Each inhabitant of each geographical unit has an address that is considered his or her ordinary residence. It is this ordinary residence that qualifies the inhabitant to vote in that constituency upon satisfying all other conditions precedent to becoming registered as a voter. The definition of ordinary residency has generated much controversy over the years.
The election legislation describes ordinary residence as “… generally the place which [a person] has always been or which he or she has adopted as, the place of his or her habitation or home, whereto when away from there he or she intends to return”. To remove any doubt, it goes on to clarify that ordinary residence is not a place where a person has come for the purpose of engaging temporarily in any employment of a seasonal character of not more than six months at any one time.
However, ordinary residence does not apply to ALL persons. The law allows some persons to escape the residency condition and allows them to substitute the concept of domicile in its stead. These are citizens who reside overseas.
Domicile is more closely aligned to the country [nation] than to a residential address, so to determine placement in these cases, the law identifies the appropriate geographical location (the constituency) for a citizen who lives overseas but is domiciled in the Federation. If they were resident and then migrated, the constituency from which they left would be the correct one.

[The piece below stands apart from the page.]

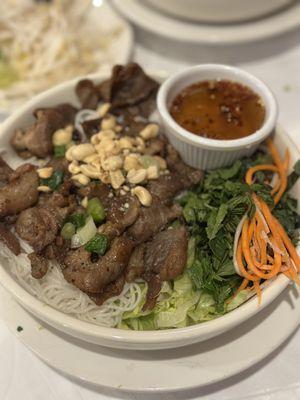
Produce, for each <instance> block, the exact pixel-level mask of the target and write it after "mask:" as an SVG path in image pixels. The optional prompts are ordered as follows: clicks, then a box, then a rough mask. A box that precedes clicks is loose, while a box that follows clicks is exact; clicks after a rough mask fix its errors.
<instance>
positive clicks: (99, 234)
mask: <svg viewBox="0 0 300 400" xmlns="http://www.w3.org/2000/svg"><path fill="white" fill-rule="evenodd" d="M107 245H108V238H107V236H106V235H103V234H102V233H96V235H95V236H94V237H93V238H92V239H91V240H89V241H88V242H87V244H86V245H85V247H84V248H85V250H87V251H90V252H91V253H97V254H100V255H101V256H103V254H105V252H106V249H107Z"/></svg>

For the citizen who lives overseas and has never lived here who qualifies via domicile, the appropriate constituency to be registered in is the one where the person’s mother is or was, but for migration or death, ordinarily resident. If that person’s mother has never been ordinarily resident in the Federation, that person may use the constituency where the father is or was, but for migration or death, ordinarily resident.
No mention is made in the legislation about domicile via grandparent(s) or spouse although citizenship can be obtained via either. Similarly, no mention is made of economic citizens. The latter are prohibited from registration under the Citizenship Act but not under the National Assembly Elections Act.
There is a belief that there is an unfairness in the system that restricts resident citizens to a criterion that does not apply to non-resident citizens. That is the perceived bias which the amendment that was debated in the House last November was all about. If this amendment is passed every citizen would be subject to the same 6-month continuous residency in a constituency in order to claim “ordinary residence”. Domicile would be removed as a qualifying condition. Address-based Objections as well as Transfers would both be subject to a 6 month residency.
All this is in furtherance of one person one vote in the right place and fairness to all.